Nonostante la trovata della cantante di coinvolgere nella sua esibizione Boy George, che si è presentato a fine canzone su un trono per duettare su due frasi, e il caleidoscopio di luci, colori, paillettes, il brano spumeggiante “Superstar” non ha colpito nel segno. Neanche tra gli italiani che la potevano votare perché da regolamento il pubblico non può sostenere il proprio rappresentante (e lei rappresenta San Marino). Anche perché ha dovuto affrontare una spietata concorrenza. In dieci su 15 hanno passato il turno (il verdetto è composto per il 50 per cento dalle giurie della varie tv e il 50 per cento dal televoto) e quindi saranno in finale sabato. Tra questi la coppia finlandese già data per vincente rappresentata da Linda Lampenius e Pete Parkkonen. Lei, una biondona, ha convinto facendo quasi bruciare le corde del suo violino che ha potuto suonare dal vivo nonostante le basi siano da regolamento registrate (come l’anno scorso Lucio Corsi con l’armonica) e con effetti di fuoco: infatti la canzone si chiama «Liekinheitin» (lanciafiamme), passa da ballata appassionata a electro-pop e racconta un amore bruciante e travolgente.

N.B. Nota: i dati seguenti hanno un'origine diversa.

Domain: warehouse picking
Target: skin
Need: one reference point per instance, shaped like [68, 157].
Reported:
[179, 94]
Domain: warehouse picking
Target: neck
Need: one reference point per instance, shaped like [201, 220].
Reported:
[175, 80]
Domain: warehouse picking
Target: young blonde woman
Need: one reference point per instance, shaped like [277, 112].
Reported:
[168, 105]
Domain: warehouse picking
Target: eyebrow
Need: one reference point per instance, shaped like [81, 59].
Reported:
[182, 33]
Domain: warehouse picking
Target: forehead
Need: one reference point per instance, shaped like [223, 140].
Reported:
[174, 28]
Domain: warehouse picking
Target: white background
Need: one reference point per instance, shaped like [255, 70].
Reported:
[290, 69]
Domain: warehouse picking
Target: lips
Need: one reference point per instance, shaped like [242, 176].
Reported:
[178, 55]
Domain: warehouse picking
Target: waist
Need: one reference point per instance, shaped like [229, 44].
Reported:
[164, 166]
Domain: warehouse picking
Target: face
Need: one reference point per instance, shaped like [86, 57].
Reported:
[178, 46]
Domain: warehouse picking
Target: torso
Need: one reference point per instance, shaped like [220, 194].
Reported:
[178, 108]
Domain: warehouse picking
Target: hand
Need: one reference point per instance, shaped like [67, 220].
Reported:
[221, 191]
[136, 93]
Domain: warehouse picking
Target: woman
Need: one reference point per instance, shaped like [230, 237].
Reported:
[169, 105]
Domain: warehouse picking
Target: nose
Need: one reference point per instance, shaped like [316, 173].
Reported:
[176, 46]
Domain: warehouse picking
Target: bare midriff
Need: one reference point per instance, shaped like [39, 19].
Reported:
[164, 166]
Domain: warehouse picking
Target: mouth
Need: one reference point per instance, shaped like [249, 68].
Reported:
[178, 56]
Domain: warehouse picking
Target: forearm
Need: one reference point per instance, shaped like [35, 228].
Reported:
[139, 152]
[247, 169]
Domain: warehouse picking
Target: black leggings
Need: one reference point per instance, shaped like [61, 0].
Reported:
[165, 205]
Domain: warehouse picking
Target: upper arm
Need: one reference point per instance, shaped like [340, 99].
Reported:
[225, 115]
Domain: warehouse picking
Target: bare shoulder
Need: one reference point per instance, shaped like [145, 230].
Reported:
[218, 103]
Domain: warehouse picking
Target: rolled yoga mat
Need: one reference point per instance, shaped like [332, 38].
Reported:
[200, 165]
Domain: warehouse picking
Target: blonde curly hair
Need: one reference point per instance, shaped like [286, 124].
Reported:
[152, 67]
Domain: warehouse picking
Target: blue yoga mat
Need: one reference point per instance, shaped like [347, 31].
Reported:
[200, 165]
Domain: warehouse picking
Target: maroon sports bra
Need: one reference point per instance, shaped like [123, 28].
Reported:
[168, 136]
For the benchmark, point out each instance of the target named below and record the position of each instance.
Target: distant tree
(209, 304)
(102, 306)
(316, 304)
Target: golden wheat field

A contendere la vittoria ai finlandesi sabato ci sarà il greco Akylas, artista supercolorato che vestito da tigrotto corre tra videogiochi e canta l’epoca moderna consumistica. E la tedesca Sarah Engels, con radici sicilianie, super sexy nell’indemoniata “Fire” anche lei passata di diritto come l’Italia. Non da meno i moldavi, capitanati da Satoshi, che in più lingue e tanti salti inneggiano patriotticamente “Viva, Moldova!” con una vaga connotazione politica. E del resto la politica quest’anno domina all’Eurovision per le forti proteste contro la partecipazione di Israele che ha portato all’autoesclusione di cinque nazioni (Irlanda, Paesi Bassi, Slovenia, Spagna e Islanda) e alle manifestazioni che ci sono state a Vienna nei giorni scorsi: per sabato è in programma un mega corteo organizzato dai Pro-Pal. Ma Israele non demorde, coglie l’occasione per trarre il massimo profitto dalla kermesse (e passa il turno) ed è finito al centro delle critiche per una nuova maxi campagna online: spot diffusi in 12 lingue, italiano compreso, per invitare il pubblico a votare il loro rappresentante, Noam Bettan e il brano “Michelle”.
L’EBU, ente organizzatore della manifestazione, è intervenuta subito chiedendo la rimozione degli spot, vietati dal regolamento. I dieci paesi che andranno in finale sabato sono, senza ordine di classifica: Grecia, Finlandia, Belgio, Svezia, Moldavia, Serbia, Croazia, Lituania, Polonia.